Directory with mixed inputs (recursive)

python extract_pcgs.py data/ --out-dir results/pcgs

FASTA + GFF3 (explicit file)

python extract_pcgs.py sample.fasta --gff sample.gff3 --out-dir results/pcgs --mode per-gene

FASTA + GFF3 (auto-match by basename in a directory)

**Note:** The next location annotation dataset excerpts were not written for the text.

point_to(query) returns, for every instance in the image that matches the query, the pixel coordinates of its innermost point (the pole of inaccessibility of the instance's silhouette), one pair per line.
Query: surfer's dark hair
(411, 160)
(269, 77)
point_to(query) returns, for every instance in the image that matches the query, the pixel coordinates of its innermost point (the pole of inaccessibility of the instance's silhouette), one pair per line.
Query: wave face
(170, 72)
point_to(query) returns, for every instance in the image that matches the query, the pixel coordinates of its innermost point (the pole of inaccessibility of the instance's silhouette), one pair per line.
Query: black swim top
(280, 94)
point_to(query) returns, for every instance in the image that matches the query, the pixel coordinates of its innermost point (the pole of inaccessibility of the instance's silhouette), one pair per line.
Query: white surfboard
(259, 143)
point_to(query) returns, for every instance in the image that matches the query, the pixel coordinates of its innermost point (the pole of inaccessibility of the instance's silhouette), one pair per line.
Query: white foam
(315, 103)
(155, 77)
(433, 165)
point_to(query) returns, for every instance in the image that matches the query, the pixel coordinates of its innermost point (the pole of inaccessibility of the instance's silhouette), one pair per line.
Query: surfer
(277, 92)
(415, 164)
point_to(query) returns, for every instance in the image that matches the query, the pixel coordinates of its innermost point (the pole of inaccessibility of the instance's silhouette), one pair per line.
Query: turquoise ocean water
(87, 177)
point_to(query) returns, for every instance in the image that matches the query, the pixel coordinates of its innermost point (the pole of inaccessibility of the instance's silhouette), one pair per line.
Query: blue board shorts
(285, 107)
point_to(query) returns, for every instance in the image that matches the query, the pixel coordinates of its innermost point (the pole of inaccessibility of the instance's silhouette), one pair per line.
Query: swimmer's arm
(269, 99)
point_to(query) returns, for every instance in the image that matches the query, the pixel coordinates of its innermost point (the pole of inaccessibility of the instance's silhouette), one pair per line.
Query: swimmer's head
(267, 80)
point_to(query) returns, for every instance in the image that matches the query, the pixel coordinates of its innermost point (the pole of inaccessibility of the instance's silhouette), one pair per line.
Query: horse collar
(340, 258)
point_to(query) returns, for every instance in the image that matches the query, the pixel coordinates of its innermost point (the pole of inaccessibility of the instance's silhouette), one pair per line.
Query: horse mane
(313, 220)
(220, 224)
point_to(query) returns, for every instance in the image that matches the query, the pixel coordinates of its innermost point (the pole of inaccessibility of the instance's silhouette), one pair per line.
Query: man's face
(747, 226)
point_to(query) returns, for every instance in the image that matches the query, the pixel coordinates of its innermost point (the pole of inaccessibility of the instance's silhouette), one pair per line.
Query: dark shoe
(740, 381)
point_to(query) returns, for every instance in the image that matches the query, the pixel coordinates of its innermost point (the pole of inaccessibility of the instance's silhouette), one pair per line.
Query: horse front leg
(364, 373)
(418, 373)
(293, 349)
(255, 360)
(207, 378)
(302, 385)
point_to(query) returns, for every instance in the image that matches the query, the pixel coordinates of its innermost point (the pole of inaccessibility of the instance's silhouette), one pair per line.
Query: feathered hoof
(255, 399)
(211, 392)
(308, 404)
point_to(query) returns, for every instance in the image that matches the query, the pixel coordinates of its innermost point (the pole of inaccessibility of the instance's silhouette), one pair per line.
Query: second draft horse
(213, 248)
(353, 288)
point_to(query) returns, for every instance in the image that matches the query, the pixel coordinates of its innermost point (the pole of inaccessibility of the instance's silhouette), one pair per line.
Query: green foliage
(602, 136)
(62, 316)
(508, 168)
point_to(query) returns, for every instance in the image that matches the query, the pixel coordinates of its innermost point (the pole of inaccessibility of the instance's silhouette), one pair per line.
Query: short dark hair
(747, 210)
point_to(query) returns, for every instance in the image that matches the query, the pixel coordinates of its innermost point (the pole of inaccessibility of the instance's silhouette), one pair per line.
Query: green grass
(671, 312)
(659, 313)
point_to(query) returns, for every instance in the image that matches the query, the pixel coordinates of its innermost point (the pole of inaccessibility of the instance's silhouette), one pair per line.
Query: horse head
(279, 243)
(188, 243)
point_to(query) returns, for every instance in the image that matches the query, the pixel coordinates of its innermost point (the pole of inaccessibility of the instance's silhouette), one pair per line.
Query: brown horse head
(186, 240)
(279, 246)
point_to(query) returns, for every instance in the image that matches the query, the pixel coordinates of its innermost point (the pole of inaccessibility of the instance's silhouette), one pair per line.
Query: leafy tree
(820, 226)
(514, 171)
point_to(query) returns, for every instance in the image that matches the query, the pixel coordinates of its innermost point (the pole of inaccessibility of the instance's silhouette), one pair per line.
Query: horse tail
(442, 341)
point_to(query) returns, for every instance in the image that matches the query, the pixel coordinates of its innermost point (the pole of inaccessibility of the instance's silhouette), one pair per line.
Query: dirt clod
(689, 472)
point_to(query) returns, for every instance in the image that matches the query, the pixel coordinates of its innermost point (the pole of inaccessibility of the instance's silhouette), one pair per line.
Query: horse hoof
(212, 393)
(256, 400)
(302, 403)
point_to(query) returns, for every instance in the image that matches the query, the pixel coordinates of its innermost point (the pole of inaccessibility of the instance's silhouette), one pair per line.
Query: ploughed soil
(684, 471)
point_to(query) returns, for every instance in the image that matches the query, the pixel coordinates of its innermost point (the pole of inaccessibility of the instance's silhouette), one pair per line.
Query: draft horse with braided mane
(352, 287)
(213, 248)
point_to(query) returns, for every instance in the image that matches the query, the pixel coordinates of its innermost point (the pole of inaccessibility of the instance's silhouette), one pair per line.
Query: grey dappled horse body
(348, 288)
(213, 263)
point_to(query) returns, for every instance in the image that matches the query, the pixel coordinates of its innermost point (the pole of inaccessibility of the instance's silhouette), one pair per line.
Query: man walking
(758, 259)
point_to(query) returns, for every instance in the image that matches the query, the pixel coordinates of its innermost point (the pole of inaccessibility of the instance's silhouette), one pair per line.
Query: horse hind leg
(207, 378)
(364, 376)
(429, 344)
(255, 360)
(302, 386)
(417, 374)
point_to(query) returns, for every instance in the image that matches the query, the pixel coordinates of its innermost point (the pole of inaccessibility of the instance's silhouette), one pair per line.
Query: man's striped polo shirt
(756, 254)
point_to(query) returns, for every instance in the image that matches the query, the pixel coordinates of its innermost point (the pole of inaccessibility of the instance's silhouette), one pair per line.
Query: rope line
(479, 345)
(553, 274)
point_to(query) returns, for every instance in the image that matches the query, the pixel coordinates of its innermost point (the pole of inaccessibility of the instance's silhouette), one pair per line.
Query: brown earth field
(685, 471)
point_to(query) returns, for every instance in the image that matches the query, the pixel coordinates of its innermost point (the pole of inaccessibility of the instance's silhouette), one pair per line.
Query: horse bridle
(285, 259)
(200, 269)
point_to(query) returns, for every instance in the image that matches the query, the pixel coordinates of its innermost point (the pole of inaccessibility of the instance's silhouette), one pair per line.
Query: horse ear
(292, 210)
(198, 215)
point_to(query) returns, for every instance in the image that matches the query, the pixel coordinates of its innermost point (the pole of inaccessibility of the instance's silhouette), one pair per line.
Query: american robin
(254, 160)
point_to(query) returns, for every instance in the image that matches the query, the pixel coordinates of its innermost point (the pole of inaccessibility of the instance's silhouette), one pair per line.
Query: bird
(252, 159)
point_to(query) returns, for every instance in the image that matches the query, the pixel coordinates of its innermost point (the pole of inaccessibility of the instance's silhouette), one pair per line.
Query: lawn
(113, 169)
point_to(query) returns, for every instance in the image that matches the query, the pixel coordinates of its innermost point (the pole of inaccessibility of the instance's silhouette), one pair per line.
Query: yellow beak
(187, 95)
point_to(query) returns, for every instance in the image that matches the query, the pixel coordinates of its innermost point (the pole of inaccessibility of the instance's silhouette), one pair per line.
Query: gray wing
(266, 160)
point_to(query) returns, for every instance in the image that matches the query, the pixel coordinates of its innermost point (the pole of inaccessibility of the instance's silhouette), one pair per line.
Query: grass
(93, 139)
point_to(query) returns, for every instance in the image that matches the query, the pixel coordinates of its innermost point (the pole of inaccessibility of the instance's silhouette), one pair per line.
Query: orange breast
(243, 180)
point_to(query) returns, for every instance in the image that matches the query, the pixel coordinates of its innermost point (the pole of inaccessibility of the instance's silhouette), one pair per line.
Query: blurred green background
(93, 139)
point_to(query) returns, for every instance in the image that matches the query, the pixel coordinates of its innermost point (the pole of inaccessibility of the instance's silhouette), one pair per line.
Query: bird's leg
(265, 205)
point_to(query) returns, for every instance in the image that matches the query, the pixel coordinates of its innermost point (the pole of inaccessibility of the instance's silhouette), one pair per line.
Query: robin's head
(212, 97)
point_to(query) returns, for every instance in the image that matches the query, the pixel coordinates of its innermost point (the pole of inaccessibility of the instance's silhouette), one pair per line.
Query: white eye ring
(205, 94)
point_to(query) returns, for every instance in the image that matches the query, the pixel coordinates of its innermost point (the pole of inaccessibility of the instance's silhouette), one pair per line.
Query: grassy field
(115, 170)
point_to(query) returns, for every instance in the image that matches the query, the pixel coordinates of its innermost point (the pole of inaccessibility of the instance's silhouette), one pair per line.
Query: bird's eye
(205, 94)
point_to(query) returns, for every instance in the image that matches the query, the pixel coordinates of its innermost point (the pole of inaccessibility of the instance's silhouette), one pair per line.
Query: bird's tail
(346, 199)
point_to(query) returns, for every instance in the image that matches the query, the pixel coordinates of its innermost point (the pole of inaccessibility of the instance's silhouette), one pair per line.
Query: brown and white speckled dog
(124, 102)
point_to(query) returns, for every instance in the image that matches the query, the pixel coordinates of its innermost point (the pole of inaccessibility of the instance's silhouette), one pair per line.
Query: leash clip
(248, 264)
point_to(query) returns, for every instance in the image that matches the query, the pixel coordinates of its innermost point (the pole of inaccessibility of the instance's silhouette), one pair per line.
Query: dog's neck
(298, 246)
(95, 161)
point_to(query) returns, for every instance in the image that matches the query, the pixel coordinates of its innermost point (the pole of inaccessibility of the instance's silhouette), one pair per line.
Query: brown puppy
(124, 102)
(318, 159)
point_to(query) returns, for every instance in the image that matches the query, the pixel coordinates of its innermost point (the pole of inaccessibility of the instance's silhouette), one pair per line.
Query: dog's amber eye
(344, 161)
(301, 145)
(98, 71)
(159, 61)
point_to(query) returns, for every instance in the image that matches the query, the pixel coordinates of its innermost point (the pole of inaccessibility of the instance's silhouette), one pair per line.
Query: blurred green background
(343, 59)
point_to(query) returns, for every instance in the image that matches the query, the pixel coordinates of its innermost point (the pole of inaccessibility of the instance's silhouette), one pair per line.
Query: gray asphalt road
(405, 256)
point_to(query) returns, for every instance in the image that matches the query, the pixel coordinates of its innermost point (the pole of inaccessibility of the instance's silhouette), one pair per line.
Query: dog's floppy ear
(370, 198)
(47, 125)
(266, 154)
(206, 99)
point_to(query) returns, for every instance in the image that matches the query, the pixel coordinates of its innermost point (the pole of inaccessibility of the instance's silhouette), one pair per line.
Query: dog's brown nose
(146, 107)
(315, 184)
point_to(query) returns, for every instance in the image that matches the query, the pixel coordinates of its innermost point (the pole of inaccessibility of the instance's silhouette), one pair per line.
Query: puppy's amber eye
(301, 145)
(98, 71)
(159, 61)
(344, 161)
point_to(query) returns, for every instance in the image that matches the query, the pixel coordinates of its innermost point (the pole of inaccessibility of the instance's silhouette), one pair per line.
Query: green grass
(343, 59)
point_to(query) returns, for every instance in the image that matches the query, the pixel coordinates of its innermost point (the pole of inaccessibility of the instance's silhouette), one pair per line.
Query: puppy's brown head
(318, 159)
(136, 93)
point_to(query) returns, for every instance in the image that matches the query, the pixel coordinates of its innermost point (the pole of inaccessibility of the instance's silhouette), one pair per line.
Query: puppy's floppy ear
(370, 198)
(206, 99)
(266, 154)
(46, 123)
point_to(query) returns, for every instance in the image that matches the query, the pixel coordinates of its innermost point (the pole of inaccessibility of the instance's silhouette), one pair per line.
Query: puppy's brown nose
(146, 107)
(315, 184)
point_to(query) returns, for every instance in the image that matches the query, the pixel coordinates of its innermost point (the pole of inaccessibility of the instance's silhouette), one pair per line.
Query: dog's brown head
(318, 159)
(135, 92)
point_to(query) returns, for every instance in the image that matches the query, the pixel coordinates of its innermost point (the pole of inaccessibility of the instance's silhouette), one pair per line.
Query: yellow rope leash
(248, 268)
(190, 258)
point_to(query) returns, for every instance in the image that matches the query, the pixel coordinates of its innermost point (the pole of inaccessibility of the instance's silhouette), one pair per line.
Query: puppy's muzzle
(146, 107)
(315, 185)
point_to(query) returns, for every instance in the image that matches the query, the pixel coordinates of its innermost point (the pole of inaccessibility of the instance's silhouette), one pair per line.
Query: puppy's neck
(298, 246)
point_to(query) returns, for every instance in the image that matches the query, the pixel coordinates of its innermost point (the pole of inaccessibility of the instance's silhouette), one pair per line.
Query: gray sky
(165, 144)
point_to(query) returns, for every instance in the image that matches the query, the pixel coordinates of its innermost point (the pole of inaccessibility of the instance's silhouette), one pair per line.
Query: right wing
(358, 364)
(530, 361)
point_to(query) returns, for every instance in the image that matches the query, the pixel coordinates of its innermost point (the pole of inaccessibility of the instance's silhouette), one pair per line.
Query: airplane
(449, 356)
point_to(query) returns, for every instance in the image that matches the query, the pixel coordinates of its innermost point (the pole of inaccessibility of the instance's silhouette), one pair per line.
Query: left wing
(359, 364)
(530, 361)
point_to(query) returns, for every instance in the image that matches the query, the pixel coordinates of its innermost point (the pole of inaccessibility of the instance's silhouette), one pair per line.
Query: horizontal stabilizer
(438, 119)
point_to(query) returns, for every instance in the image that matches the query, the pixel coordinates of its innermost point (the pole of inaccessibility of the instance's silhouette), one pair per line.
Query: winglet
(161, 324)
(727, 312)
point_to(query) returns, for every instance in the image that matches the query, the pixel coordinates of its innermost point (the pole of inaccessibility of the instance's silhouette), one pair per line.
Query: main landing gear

python extract_pcgs.py genomes/ --gff-dir annotations/ --out-dir results/pcgs --mode concat --protein

Combined FASTA and BED export

python extract_pcgs.py genomes/   --out-dir out/pcgs   --combine-out out/pcgs_all.fasta   --bed out/pcgs_exons.bed   --protein --transl-table 2

Options

  • inputs: one or more files or directories (recursive).
  • --out-dir: directory for per-gene FASTA/JSON (required).
  • --combine-out: optional path to a combined FASTA.
  • --gff: path to a single GFF3 file (for a single FASTA).
  • --gff-dir: directory used to auto-match *.gff/*.gff3 by basename.
  • --circular: treat sequences as circular (wrap-around exons).
  • --protein: output proteins (AA) instead of DNA.
  • --transl-table: NCBI translation table (default 2 = Vertebrate Mitochondrial).
  • --mode {per-gene,concat}: emit per gene (default) or concatenated PCGs per record.
  • --min-len / --max-len: filter sequences by length (0 disables).
  • --bed: optional BED file with exon intervals.
  • --log-level: logging level.

Output

  • out_dir/<record_id>_<gene_id>.fna (DNA) or .faa (protein).
  • out_dir/<record_id>_<gene_id>.json metadata (coords, strand, exon list, product).
  • --mode concat<record_id>_PCGs_concat.fna/.faa + .json.
  • --combine-out → combined FASTA with all outputs.
  • --bed → BED file with exon intervals (0-based, end-exclusive).

FASTA header example:

>NC_XXXX | ND2 | product=NADH dehydrogenase subunit 2 | exons=1 | source=genome.gb
ATG...

JSON sidecar example:

{
  "record_id": "NC_XXXX",
  "source": "genome.gb",
  "gene_id": "ND2",
  "product": "NADH dehydrogenase subunit 2",
  "protein": false,
  "transl_table": 2,
  "length": 1047,
  "exons": [[4586, 5633, "+"]]
}

Notes & caveats

  • The GFF3 parser is minimal, focused on CDS records. For complex eukaryotic models, consider gffutils.
  • Translation stops at the first stop codon (to_stop=True). For quality control, inspect frames and partials.
  • Mitogenomes typically have single-exon CDS, but the code supports multi-exon models and strand handling.
  • For concatenation, genes are ordered by the start of their first exon.

Citation

If this tool contributes to your research, please cite this repository and acknowledge Biopython.


extract_rrna.py

extract_rrna.py extracts mitochondrial rRNAs (12S and 16S) from GenBank or FASTA+GFF3 inputs.
It works on a single file or recursively over directories, includes robust matching logic, and supports circular genomes.

Key features

  • Detects rRNAs from GenBank (feature.type == 'rRNA') or GFF3 (type=rRNA).
  • Robust matching by product/note/gene/Name/ID containing 12S or 16S (also accepts common synonyms such as ssu/lsu, rrnS/rrnL).
  • Circular-aware extraction (wrap-around intervals).
  • Fail policies: --fail-policy skip|empty|error.
  • Optional fallback by FASTA header (--fasta-header-fallback) when no features exist.
  • QC filters: --min-len / --max-len.
  • Outputs: per-rRNA FASTA, optional combined FASTA, optional BED, and JSON sidecars with metadata.

Installation

pip install biopython

Usage

Single GenBank

python extract_rrna.py genome.gb --out-dir results/rrna

Directory with mixed inputs (recursive)

python extract_rrna.py data/ --out-dir results/rrna --circular

FASTA + GFF3 (explicit file)

python extract_rrna.py sample.fasta --gff sample.gff3 --out-dir results/rrna

FASTA + GFF3 (auto-match by basename in a directory)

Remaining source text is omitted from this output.